- 9°47′47″N 76°29′51″E﻿ / ﻿9.7963°N 76.4976°E
- Location: Arunoottimangalam, Kottayam district, Kerala
- Address: Kaduthuruthy-Peruva Road, Arunoottimangalam, Kerala 686 604
- Country: India
- Denomination: Syro-Malabar Catholic Church
- Website: malakayattapally.com

History
- Status: Parish church
- Founded: 1912; 114 years ago
- Dedication: St. Thomas
- Events: Celebrates Way of the Cross since 1920 during Lent season

Architecture
- Functional status: Active

Administration
- District: Kottayam
- Archdiocese: Eparchy of Palai
- Parish: Arunoottimangalam Parish

Clergy
- Bishop: Mar Joseph Kallarangatt
- Vicar: Fr. Varickamakal Augustine

= St. Thomas Church, Arunoottimangalam =

St. Thomas Catholic Church, Arunoottimangalam is a Parish church in the Palai Eparchy in Kottayam district of Kerala. The church is also called in Malayalam as Malakayatta palli meaning 'Church with the hill climbing way'. The parishioners in the past belonged to Kaduthuruthy church and Reverend Father Mathai kathanar Chempalayil started the Way of The Cross ceremony on the hill located behind the current church. Eventually the church was built at this place.

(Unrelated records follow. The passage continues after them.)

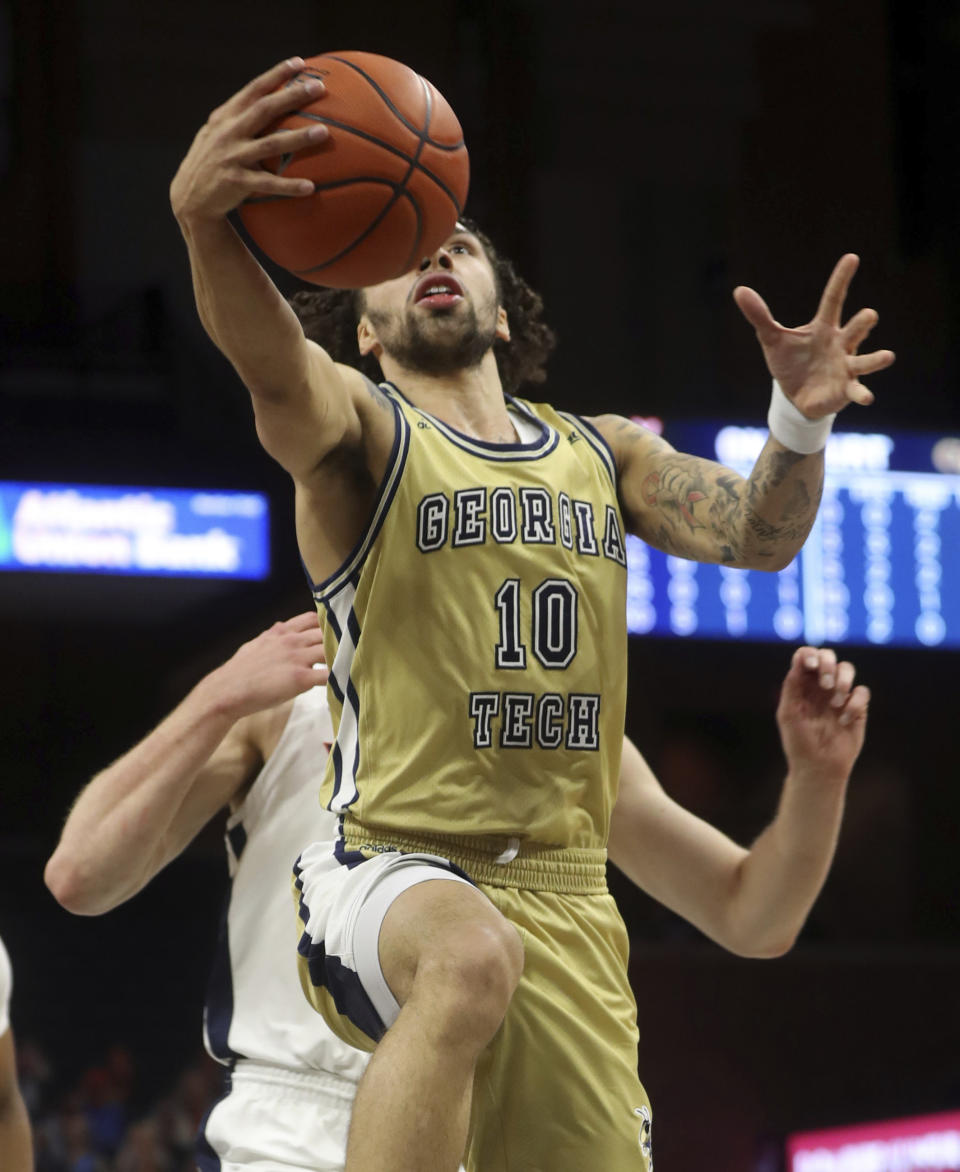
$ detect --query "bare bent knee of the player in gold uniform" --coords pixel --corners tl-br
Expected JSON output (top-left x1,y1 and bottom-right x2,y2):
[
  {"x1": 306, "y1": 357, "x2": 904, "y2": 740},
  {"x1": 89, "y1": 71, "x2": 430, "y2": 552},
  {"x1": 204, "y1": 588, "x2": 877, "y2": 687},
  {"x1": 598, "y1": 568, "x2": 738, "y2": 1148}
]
[{"x1": 417, "y1": 920, "x2": 523, "y2": 1047}]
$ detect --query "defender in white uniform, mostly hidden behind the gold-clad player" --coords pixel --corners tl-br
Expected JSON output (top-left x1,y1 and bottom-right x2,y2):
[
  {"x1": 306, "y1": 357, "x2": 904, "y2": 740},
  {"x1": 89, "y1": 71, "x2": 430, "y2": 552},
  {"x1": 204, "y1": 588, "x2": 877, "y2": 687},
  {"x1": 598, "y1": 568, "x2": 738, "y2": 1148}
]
[{"x1": 45, "y1": 614, "x2": 869, "y2": 1172}]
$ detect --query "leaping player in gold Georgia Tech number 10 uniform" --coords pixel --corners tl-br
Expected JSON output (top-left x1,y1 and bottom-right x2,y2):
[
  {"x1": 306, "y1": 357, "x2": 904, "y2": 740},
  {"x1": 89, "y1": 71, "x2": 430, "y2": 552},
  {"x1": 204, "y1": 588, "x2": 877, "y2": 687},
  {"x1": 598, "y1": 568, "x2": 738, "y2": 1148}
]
[{"x1": 171, "y1": 59, "x2": 893, "y2": 1172}]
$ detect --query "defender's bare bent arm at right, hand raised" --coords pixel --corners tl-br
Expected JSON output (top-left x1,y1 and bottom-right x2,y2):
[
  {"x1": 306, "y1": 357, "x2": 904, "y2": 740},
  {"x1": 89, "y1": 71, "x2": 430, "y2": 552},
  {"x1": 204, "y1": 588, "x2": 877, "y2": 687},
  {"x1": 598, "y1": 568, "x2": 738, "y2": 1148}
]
[{"x1": 610, "y1": 647, "x2": 870, "y2": 956}]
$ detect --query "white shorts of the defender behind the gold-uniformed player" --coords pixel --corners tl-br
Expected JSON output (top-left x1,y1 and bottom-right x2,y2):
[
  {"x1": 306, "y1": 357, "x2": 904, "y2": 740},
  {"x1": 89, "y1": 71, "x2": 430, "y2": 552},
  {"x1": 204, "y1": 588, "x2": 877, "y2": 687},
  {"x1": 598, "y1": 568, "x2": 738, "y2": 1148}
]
[{"x1": 196, "y1": 1059, "x2": 356, "y2": 1172}]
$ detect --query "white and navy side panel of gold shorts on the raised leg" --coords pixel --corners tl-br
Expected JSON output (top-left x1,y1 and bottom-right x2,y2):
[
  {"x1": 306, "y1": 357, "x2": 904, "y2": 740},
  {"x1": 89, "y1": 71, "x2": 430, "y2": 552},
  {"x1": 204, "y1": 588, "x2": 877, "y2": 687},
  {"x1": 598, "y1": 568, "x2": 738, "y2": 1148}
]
[{"x1": 293, "y1": 839, "x2": 474, "y2": 1050}]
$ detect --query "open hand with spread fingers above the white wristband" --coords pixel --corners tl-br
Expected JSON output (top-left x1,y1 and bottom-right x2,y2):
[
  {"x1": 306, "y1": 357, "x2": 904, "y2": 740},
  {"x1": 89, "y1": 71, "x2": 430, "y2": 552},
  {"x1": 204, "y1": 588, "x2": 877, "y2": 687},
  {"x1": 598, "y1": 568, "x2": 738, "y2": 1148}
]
[{"x1": 734, "y1": 252, "x2": 894, "y2": 420}]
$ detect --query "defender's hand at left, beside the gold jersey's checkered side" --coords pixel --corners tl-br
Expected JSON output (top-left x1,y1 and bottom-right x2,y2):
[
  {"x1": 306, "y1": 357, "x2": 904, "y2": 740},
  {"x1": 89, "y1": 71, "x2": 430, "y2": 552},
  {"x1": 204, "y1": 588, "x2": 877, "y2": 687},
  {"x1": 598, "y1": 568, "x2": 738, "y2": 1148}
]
[{"x1": 207, "y1": 611, "x2": 329, "y2": 720}]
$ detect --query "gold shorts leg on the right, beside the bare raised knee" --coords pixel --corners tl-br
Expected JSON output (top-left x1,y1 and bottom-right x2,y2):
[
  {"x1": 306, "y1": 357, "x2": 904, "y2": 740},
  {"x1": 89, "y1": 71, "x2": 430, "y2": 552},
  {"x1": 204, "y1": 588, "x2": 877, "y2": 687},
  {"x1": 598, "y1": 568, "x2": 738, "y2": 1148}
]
[{"x1": 464, "y1": 884, "x2": 653, "y2": 1172}]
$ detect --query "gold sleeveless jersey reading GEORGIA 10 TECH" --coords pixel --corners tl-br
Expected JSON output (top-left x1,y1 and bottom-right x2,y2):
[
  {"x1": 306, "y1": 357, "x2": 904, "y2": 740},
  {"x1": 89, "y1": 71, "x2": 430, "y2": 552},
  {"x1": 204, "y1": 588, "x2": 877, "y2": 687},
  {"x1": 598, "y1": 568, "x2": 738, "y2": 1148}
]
[{"x1": 314, "y1": 383, "x2": 627, "y2": 847}]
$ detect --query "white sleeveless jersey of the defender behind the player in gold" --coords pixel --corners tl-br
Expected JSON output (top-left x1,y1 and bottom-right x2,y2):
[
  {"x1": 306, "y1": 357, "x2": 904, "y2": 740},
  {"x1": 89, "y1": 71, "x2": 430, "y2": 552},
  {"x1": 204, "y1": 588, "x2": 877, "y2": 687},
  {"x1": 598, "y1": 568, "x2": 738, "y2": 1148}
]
[{"x1": 204, "y1": 688, "x2": 369, "y2": 1082}]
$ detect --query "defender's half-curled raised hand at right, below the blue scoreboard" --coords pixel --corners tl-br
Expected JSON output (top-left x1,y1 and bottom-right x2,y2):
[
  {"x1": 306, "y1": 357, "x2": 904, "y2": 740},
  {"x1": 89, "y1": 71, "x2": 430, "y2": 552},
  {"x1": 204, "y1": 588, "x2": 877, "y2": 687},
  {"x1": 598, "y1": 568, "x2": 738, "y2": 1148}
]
[{"x1": 777, "y1": 647, "x2": 870, "y2": 781}]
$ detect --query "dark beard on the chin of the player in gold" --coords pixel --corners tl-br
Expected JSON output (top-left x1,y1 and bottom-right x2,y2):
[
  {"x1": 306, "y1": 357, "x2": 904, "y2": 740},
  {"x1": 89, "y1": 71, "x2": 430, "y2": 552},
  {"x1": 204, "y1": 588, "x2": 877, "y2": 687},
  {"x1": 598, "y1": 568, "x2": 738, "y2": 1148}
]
[{"x1": 367, "y1": 295, "x2": 497, "y2": 376}]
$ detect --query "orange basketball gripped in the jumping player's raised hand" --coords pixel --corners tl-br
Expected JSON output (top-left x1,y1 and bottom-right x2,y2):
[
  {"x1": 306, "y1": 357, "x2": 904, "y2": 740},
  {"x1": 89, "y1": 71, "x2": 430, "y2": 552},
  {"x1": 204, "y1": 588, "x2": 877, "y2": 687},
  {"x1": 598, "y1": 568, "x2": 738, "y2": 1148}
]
[{"x1": 239, "y1": 52, "x2": 470, "y2": 288}]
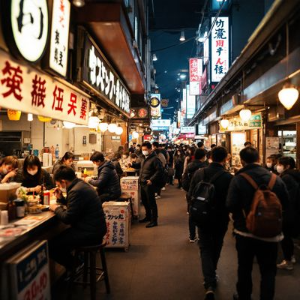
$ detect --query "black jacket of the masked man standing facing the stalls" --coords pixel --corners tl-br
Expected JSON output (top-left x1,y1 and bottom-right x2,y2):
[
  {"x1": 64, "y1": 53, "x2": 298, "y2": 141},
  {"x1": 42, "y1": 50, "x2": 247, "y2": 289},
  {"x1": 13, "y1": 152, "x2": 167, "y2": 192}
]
[{"x1": 132, "y1": 151, "x2": 163, "y2": 186}]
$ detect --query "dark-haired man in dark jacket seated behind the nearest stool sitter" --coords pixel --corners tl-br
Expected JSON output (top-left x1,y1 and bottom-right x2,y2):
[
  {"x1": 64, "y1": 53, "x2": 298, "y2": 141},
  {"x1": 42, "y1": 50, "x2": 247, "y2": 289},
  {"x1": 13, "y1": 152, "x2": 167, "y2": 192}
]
[{"x1": 89, "y1": 151, "x2": 121, "y2": 203}]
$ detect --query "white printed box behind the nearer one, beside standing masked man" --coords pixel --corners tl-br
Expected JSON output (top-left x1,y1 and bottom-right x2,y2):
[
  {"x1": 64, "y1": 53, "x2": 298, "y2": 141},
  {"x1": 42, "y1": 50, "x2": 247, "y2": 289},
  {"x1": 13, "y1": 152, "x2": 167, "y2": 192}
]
[{"x1": 121, "y1": 176, "x2": 140, "y2": 217}]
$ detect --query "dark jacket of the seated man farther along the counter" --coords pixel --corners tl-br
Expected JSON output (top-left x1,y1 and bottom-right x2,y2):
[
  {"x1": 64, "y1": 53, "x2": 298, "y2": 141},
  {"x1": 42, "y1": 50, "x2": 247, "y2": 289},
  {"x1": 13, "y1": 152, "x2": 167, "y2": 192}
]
[{"x1": 89, "y1": 161, "x2": 121, "y2": 200}]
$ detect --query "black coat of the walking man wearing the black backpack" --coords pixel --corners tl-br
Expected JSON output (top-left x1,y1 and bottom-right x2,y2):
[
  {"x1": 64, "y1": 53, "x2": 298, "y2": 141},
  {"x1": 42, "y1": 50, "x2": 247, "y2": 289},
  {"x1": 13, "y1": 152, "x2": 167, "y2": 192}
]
[{"x1": 188, "y1": 162, "x2": 233, "y2": 228}]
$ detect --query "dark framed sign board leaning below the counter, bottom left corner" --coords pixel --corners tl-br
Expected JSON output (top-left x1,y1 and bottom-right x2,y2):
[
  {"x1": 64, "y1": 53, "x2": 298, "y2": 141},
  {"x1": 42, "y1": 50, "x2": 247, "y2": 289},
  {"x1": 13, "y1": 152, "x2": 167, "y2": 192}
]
[{"x1": 6, "y1": 241, "x2": 51, "y2": 300}]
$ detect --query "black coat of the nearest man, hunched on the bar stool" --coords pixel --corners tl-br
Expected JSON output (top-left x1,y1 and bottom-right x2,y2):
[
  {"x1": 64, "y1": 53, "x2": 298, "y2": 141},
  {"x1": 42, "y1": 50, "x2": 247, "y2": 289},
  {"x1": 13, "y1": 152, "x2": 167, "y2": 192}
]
[{"x1": 55, "y1": 178, "x2": 106, "y2": 239}]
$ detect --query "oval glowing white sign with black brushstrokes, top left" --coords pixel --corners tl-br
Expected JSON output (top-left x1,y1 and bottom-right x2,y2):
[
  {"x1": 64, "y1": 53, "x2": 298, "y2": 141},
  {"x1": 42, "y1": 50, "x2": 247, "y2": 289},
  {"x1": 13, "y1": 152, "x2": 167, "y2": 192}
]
[{"x1": 9, "y1": 0, "x2": 49, "y2": 62}]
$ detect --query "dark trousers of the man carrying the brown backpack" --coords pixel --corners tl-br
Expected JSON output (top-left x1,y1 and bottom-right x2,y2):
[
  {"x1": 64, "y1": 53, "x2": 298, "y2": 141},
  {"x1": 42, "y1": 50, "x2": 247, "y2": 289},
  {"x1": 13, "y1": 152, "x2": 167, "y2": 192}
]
[{"x1": 236, "y1": 235, "x2": 278, "y2": 300}]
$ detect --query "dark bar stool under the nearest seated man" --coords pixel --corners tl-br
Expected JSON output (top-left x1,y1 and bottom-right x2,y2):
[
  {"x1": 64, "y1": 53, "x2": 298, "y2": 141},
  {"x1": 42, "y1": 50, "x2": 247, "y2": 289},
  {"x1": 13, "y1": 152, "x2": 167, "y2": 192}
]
[{"x1": 72, "y1": 241, "x2": 110, "y2": 300}]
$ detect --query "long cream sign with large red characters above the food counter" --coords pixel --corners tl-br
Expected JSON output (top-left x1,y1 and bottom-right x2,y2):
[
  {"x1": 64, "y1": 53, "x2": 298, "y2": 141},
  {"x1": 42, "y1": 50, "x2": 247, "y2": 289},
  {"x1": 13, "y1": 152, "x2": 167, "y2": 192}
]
[{"x1": 0, "y1": 51, "x2": 89, "y2": 125}]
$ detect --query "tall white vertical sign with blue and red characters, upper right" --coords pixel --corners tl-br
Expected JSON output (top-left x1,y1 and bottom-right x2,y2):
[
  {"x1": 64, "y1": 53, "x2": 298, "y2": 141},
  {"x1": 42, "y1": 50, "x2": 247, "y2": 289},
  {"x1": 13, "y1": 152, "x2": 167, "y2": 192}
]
[{"x1": 211, "y1": 17, "x2": 229, "y2": 82}]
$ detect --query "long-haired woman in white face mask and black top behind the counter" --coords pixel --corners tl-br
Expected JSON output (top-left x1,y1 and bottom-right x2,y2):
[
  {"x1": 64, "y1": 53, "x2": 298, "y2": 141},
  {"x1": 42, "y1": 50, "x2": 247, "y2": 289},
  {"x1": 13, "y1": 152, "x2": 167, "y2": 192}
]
[{"x1": 15, "y1": 155, "x2": 54, "y2": 194}]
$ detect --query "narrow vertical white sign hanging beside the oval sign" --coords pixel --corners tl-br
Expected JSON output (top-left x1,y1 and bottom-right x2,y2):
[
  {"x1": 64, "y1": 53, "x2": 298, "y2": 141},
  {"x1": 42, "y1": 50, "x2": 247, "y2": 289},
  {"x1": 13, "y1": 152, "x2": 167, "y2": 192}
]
[{"x1": 49, "y1": 0, "x2": 71, "y2": 77}]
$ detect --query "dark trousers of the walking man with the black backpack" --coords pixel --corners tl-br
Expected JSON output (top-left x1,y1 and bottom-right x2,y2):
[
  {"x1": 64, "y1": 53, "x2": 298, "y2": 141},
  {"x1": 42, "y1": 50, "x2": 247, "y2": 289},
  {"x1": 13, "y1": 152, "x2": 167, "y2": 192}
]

The Way of the Cross has been conducted since 1920 on every 40th day i.e Friday of the Roman Catholic Lent season which is 50 days. A Holy Relic from the Cross of Passion of Christ was brought to this church from Rome and since then devotees has been granted innumerable favours. The belief is that no prayer request made here goes unanswered. This is evident seeing the number of pilgrims visiting and praying in this church.

Every year the Thursday and Friday before the Good Friday of the Holy week is celebrated here pompously with mass and Way of The Cross prayers throughout these 2 days.

In 2024, the priest is Father Varickamakal Augustine.